Samsung is looking to beat rival Qualcomm in an unconventional way: by giving up chip designing and relying on its new-found partners, ARM and AMD while handling just the fabrication part of it. In recent years, the Korean smartphone maker’s SoCs have been repeatedly beaten by Qualcomm’s products, prompting this radical shift.
The last SoC Samsung designed was the Exynos 990 for its Galaxy Note 20 in the first half of 2020. Initially, it was expected that the chipmaker would feature the Exynos 992 in the Note 20, but ended up using the 990 instead.
Samsung Electronics loaded the Exynos 990 AP on its flagship smartphone Galaxy Note 20 released for consumers in Europe and other regions. The Exynos 990 was also used for the Galaxy S20, which was released in the first half of 2020.
The lack of progress in its chip department forced Samsung to power the North American and East Asian variant of its Note 20 with Qualcomm’s SD 865+ while the Galaxy S20 used the slightly slower SD 865.
In the coming round, Samsung has resorted to collaborations with partners ARM and AMD. The former will help develop a custom core based on the Cortex-X, with an expected performance gain of around ~30% over the SD 865.
The GPU department which has been faring especially poorly will undergo a complete revamp.
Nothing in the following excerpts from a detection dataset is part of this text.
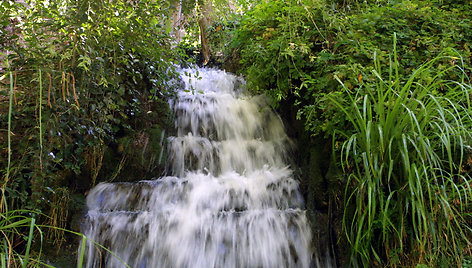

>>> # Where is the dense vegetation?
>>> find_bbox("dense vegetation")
[228,0,472,267]
[0,0,472,267]
[0,0,184,267]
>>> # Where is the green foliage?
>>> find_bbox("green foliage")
[328,42,472,266]
[0,0,181,262]
[232,0,472,266]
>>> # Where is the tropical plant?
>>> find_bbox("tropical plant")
[327,35,472,267]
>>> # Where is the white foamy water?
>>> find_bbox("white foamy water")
[83,69,312,268]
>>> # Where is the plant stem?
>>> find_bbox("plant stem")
[39,69,43,170]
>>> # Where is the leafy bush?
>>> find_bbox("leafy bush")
[232,0,472,266]
[0,0,184,260]
[328,37,472,266]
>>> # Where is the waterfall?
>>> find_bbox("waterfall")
[83,69,313,268]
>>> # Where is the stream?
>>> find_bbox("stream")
[79,69,314,268]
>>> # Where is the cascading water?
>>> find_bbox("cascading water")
[84,69,312,268]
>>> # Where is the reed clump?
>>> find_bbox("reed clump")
[328,35,472,266]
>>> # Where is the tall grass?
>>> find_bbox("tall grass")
[328,34,472,267]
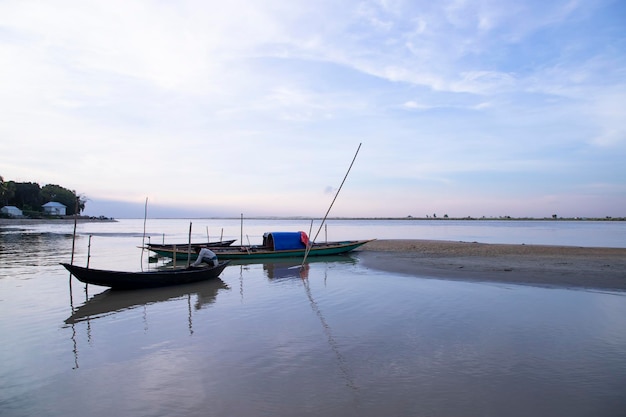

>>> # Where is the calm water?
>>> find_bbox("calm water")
[0,219,626,417]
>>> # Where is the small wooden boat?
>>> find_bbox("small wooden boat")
[146,239,236,249]
[146,232,373,260]
[61,261,228,290]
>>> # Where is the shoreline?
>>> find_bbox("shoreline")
[0,217,117,226]
[355,239,626,291]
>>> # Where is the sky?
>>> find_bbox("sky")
[0,0,626,218]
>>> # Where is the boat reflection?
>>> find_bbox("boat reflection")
[65,278,229,324]
[230,254,357,280]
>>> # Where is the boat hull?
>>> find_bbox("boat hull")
[61,261,228,290]
[147,240,371,260]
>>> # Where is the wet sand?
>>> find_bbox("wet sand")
[357,240,626,291]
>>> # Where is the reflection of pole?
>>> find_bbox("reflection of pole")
[140,197,148,271]
[302,143,361,266]
[302,279,358,391]
[187,294,193,336]
[186,222,191,268]
[87,235,91,268]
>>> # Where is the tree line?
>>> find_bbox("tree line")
[0,175,86,215]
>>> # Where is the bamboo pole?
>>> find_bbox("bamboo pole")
[300,143,361,268]
[186,222,191,268]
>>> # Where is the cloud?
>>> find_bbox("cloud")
[0,0,626,216]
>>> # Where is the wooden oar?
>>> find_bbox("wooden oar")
[300,143,361,268]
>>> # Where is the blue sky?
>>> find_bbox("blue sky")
[0,0,626,217]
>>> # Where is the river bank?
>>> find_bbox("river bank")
[357,239,626,291]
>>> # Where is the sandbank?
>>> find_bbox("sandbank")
[357,240,626,291]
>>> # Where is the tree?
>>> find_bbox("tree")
[0,175,15,207]
[41,184,85,215]
[9,181,42,211]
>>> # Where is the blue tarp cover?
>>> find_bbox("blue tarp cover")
[268,232,306,250]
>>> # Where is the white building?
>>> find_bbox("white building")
[41,201,67,216]
[0,206,24,217]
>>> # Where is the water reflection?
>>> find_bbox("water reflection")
[231,254,358,280]
[65,278,229,324]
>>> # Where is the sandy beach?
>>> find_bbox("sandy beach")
[358,240,626,291]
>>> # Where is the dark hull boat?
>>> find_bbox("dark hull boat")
[146,239,236,253]
[61,261,228,290]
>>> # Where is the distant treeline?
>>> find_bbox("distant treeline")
[0,176,86,215]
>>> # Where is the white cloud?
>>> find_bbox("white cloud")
[0,0,626,215]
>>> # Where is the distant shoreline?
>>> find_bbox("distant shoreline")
[356,239,626,292]
[0,216,117,226]
[0,216,626,226]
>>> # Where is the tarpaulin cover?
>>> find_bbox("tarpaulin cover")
[267,232,308,250]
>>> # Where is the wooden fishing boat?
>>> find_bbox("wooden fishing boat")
[146,239,237,252]
[146,232,373,260]
[61,261,228,290]
[65,278,229,324]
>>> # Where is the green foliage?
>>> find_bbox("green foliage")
[0,176,87,217]
[41,184,85,215]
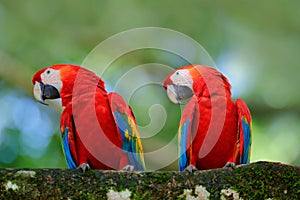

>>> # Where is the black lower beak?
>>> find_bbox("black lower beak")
[40,82,60,100]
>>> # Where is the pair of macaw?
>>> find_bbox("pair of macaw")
[32,64,251,171]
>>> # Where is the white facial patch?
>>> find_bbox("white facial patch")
[170,69,193,90]
[33,82,43,101]
[41,68,62,93]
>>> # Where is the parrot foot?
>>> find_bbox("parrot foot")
[122,165,134,172]
[184,165,198,173]
[77,163,91,172]
[223,162,235,169]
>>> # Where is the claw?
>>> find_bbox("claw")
[184,165,198,173]
[77,163,91,172]
[122,165,134,172]
[223,162,235,169]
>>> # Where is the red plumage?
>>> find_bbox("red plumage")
[32,64,144,169]
[164,65,251,170]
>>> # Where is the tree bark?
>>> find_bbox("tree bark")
[0,162,300,199]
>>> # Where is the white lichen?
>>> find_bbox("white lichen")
[183,185,210,200]
[106,189,131,200]
[5,181,19,190]
[15,170,36,178]
[220,188,242,200]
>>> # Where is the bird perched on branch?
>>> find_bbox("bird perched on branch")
[32,64,145,171]
[163,65,251,171]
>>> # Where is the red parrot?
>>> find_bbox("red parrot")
[163,65,252,171]
[32,64,145,171]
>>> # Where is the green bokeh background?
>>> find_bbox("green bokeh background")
[0,0,300,169]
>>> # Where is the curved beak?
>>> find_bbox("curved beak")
[166,85,194,104]
[33,81,60,105]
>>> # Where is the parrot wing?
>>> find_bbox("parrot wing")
[60,109,78,169]
[108,92,145,170]
[178,96,199,171]
[236,99,252,164]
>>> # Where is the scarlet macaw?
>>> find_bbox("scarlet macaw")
[32,64,145,171]
[163,65,252,171]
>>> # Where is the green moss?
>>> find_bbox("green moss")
[0,162,300,199]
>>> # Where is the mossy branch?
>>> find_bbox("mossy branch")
[0,162,300,199]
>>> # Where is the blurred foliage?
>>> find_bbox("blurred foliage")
[0,0,300,168]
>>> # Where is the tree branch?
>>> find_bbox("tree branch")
[0,162,300,199]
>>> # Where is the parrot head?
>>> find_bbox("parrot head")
[163,65,194,104]
[163,65,231,104]
[32,64,80,105]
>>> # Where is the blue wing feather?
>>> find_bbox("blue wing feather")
[178,119,190,171]
[236,99,252,164]
[62,128,77,169]
[240,118,251,164]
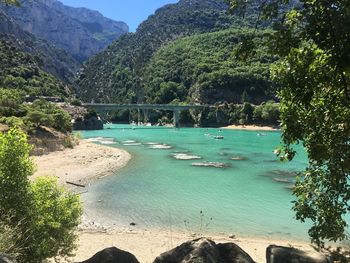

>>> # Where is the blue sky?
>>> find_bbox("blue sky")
[59,0,178,32]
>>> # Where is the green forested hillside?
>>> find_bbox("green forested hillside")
[0,39,69,97]
[145,28,275,104]
[0,10,80,83]
[76,0,264,102]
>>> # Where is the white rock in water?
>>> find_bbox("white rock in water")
[174,153,201,160]
[86,137,103,142]
[192,162,228,168]
[123,142,142,146]
[100,141,115,144]
[149,144,173,149]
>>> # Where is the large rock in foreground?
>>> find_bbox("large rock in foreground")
[80,247,139,263]
[266,245,329,263]
[154,238,254,263]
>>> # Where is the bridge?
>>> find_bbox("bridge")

Instead of the Mali GPU, the next Exynos SoC will feature a GPU based on AMD’s RDNA architecture. As per initial benchmarks, this part has already been taped out and offers significant gains compared to the Qualcomm Adreno GPUs.
This new SoC will be fabbed on Samsung’s 5nm EUV process with a launch in early 2021. The next-Galaxy S21 (or whatever it’s called) will feature this brand new SoC.